C’est le bureau d’études Egis qui a assuré la conception et de suivi de réalisation des structures et des lots techniques de cette rénovation. La société SNEF Clim, filiale du groupe SNEF, était en charge de deux lots du chantier, la partie chauffage et ventilation, ainsi que la partie plomberie. Le groupe CIAT a été choisi pour équiper le bâtiment avec l’ensemble des équipements de traitement de l’air. « Nous sommes habitués à travailler avec le groupe CIAT. Ils ont une offre globale, depuis la production de froid jusqu’aux unités de confort, particulièrement adaptée à des projets complexes », souligne M. Fazzutti, responsable des travaux chez SNEF Clim.

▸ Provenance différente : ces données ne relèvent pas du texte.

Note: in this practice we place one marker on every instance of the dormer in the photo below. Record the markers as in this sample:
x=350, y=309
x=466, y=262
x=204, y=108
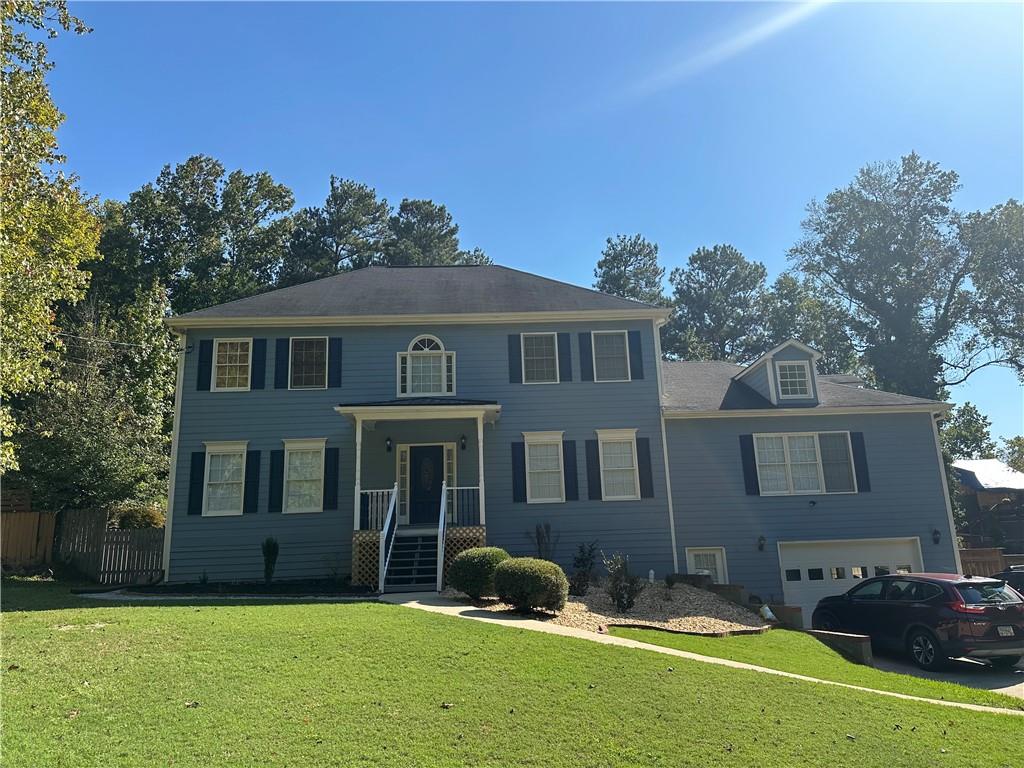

Une vingtaine d’équipements CIAT ont été installés dans le musée : 2 groupes de production d’eau glacée Dynaciat Power version Low Noise de 490 kW ; 12 centrales de traitement d’air Airtech et Air Compact avec un débit d’air de 10 000 à 20 000 m3/h ; 2 aéro-réfrigérants extérieurs Opéra ; des armoires de traitement d’air Expair, et une dizaine d’unités de confort Major Line.

Du sur-mesure pour passer par les portes

La première difficulté technique de l’installation a été de respecter les contraintes d’encombrement du bâtiment. « A ce niveau, CIAT a su faire la différence. Leurs ingénieurs ont travaillé avec nous pour configurer des solutions de groupes de froid et de centrales de traitement d’air les plus compacts possibles. A partir de l’offre standard de la société, ils nous ont créé les produits les mieux adaptés, en choisissant les composants optimums. Les groupes ont, par exemple, pu être dimensionnés pour passer dans les portes et les monte-charges. Ils sont installés en sous-sol, et font moins de 2 m de haut et 1 m de large, ce qui est une performance pour ces gammes de puissance proches de 500 kW ». Les centrales de traitement d’air sont, quant à elles, dans des combles techniques du bâtiment, où elles ont dû s’adapter à l’enchevêtrement des poutres en chêne de la charpente séculaire. Tous leurs composants ont également été choisis pour optimiser leur compacité.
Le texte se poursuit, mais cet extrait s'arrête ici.